National Treasury has produced some sensible yet transformative proposals for the tax treatment and regulation of hedge funds. Changes to the Income Tax Act contained in the Taxation Laws Amendment Bill of 2013, as well as forthcoming changes to the Collective Investment Schemes Control Act (CISCA) will open up attractive new options for private investors.

Hedge funds have to date been unregulated, with the result that they could not be promoted or offered to the man in the street. Beyond this, hedge funds carried tax risks in that investment gains could be taxed as ordinary income either in the fund or the hands of the investor depending on the fund structure.
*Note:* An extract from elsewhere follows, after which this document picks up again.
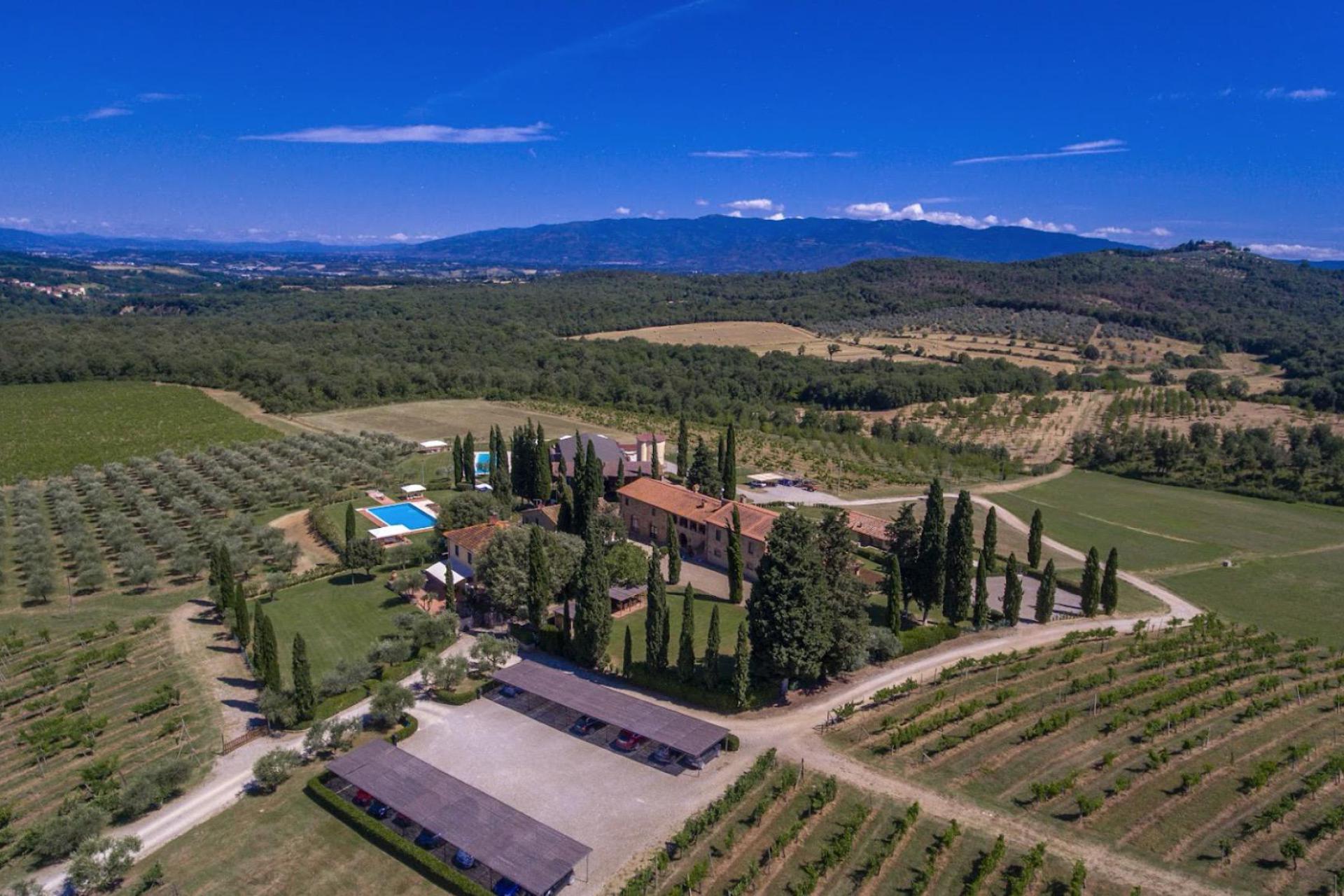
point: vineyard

This placed hedge funds in a highly unfavourable position relative to traditional collective investment schemes (CIS) where no tax could arise in the fund or the investor irrespective of the level of trading activity undertaken. Furthermore, all gains realised on withdrawal from a CIS fund would be treated as capital gains unless the investor engaged in active jobbing in and out of funds.
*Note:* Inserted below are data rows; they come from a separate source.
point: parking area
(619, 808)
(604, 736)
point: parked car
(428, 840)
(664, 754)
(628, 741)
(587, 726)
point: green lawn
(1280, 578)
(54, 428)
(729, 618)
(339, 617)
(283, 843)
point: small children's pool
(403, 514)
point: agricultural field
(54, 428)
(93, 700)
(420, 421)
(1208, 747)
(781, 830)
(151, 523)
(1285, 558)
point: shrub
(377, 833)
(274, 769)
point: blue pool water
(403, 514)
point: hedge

Regulators worldwide have battled to embrace the hedge fund industry because the products and investment strategies covered by it are extremely varied, ranging from those aimed at producing stable low-risk returns to highly geared ones aimed at producing outsized returns with commensurate risk. Regulators have doubtless been reluctant to provide the tacit endorsement implicit in bringing such funds within the regulatory fold without a means to capture and control their activities within suitable definitions. A further complication in the case of South Africa has been that it would be hard to deny hedge funds the same generous tax treatment that collective investment schemes have long enjoyed if they were brought under the same legal and regulatory framework. The cost of such reluctance has been that hedge funds have been the preserve of high net worth and institutional investors while the man in the street has been deprived of a savings vehicle that could have usefully been incorporated in many an investment strategy.